“The books fails to reach its potential despite an intriguing basis in a true story and wonderful illustrations.”
While everyone around him finds the wind—embodied in a young, spirit-like girl with wild blue hair—a nuisance, young Poul finds her fascinating. When the girl sweeps away carefully planted flowers, he realizes she simply doesn’t “always know her own strength,” and when she blows out the candles at a birthday party—much to the disappointment of the birthday boy—Poul sees “she just wanted to help.” As Poul looks on at a kite tangled in a tree, the wild girl sitting on his shoulders and holding his head with one hand while the other is raised to her mouth in an expression of concern at the problem she has caused a group of kids, he reassures her that he and she “just need to show them” how special she is. He begins building a windmill in the middle of town, hoping people will learn to appreciate what the wild girl offers. As the girl sweeps through the turbines and the crowd looks on from below, everyone’s hair dramatically swept to one side, the looks of delight and awe on their faces confirm Poul has succeeded.

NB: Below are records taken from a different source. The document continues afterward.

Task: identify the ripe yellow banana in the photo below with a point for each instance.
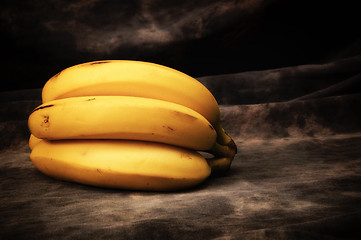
(139, 79)
(122, 117)
(135, 165)
(33, 141)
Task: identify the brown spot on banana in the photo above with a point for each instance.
(42, 107)
(100, 62)
(45, 123)
(169, 128)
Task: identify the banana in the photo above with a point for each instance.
(139, 79)
(122, 117)
(33, 141)
(134, 165)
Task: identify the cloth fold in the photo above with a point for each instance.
(296, 176)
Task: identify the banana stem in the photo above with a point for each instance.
(223, 153)
(222, 136)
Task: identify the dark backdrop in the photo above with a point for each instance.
(40, 38)
(287, 75)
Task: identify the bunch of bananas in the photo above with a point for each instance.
(128, 124)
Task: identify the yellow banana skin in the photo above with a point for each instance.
(33, 141)
(134, 165)
(139, 79)
(122, 117)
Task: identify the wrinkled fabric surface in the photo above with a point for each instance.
(297, 174)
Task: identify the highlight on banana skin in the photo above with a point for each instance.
(129, 125)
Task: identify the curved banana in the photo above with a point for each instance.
(33, 141)
(122, 117)
(139, 79)
(123, 164)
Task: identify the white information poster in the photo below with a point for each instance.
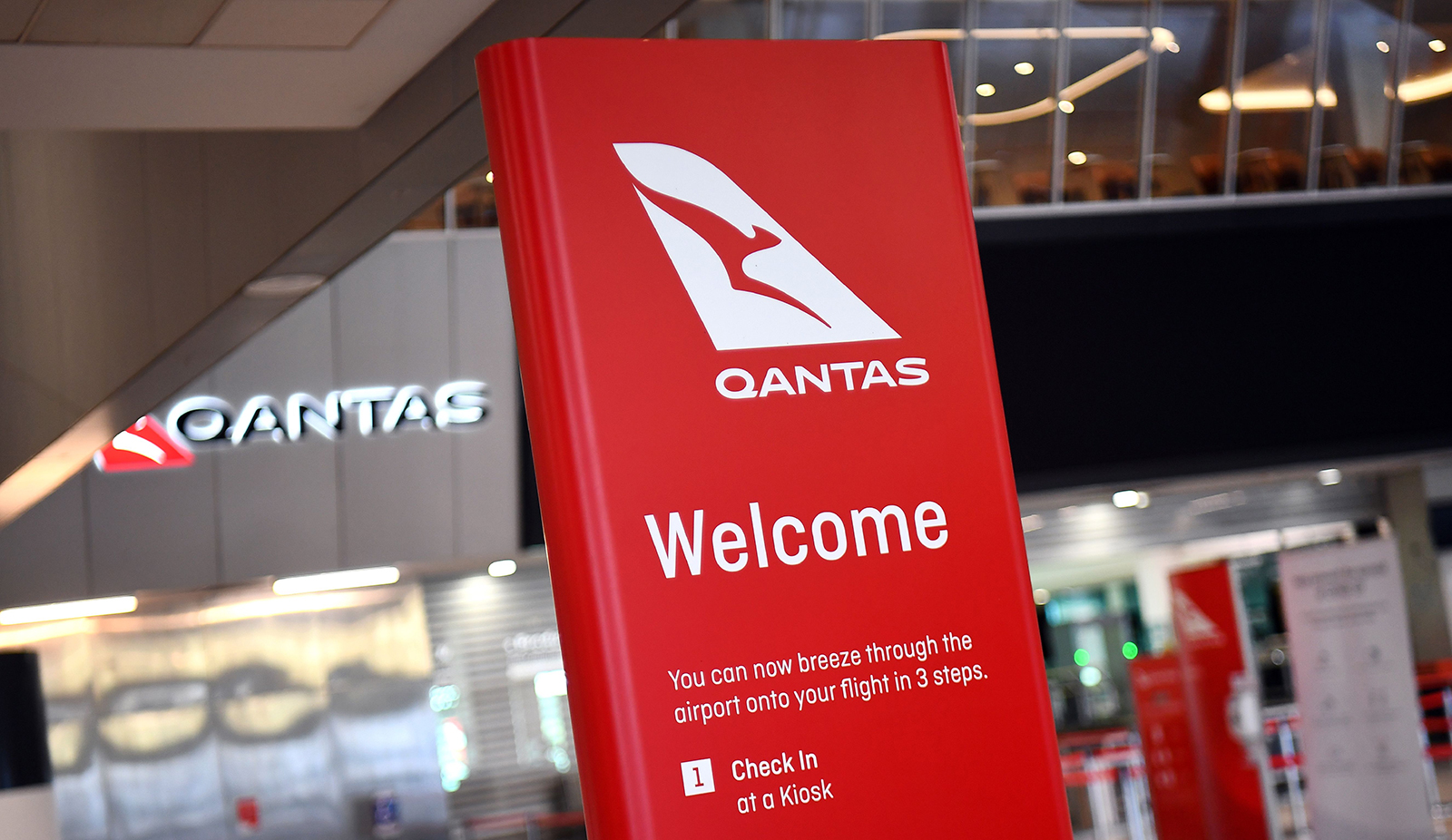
(1350, 660)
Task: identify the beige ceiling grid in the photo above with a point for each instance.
(239, 24)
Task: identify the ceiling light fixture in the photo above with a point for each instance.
(345, 579)
(87, 608)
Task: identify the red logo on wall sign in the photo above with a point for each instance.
(145, 445)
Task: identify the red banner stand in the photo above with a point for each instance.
(783, 532)
(1212, 651)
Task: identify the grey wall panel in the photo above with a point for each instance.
(43, 554)
(486, 498)
(152, 530)
(392, 309)
(278, 505)
(423, 308)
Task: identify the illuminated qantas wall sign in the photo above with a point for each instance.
(207, 420)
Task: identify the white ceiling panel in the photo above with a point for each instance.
(201, 89)
(123, 21)
(319, 24)
(14, 16)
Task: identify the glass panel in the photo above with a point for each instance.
(944, 15)
(723, 19)
(1013, 123)
(1427, 151)
(824, 19)
(1190, 132)
(1108, 46)
(1275, 96)
(1361, 64)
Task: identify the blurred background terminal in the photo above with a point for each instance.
(1214, 239)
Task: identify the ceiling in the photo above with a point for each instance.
(214, 64)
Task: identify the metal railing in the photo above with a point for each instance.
(1074, 102)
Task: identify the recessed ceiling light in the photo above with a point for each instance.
(87, 608)
(330, 581)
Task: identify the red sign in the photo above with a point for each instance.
(249, 817)
(784, 539)
(1209, 637)
(1169, 750)
(145, 445)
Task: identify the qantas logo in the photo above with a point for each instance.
(751, 283)
(1197, 627)
(145, 445)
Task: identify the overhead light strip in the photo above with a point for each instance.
(87, 608)
(330, 581)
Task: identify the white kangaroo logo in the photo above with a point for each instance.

An endnote explains that Poul’s character is inspired by Poul la Cour, a Danish inventor who made significant contributions to the field of wind power. Negley’s abstract, gorgeous aquarelle and digital illustrations also include cut papers, adding an inventive, creative touch to the jumbled houses where Poul works. Tracking Poul over time and seeing him grow into a mature individual actually capable of building a windmill, as well as including more in the story outside of the endnote about wind energy, would have improved the book reach its full, promising potential.
Inspired by the work of wind pioneer Poul la Cour, The Boy and the Wild Blue Girl is the imagined story of the invention of wind turbines, featuring themes perfect for Earth Day.
Everyone thought the wild blue girl was a nuisance.
Everyone, that is, but Poul.
This is a clever and inspiring story of how curiosity and observation can bring about change in the world.
Where others saw an annoyance, Poul saw something that could be useful. When have you been curious to learn more about something that other people didn’t seem to like?
Poul’s work with wind turbines and generating electricity from the wind continues to impact the world today. What efforts can you make to help protect and conserve the Earth?
Keith Negley is the author and illustrator of Mary Wears What She Wants, My Dad Used to Be So Cool, and Tough Guys (Have Feelings Too). He has received multiple medals from the Society of Illustrators as well as recognition from American Illustration. His artwork has been featured in countless publications, and he is a frequent contributor to the New York Times and the New Yorker. Keith lives with his family on the side of a small mountain that sits next to a big lake just outside of Bellingham, WA. On good days he can see bald eagles from his studio window.
This book is for all of you who work for a greener tomorrow. May the wild blue girl always be at your back.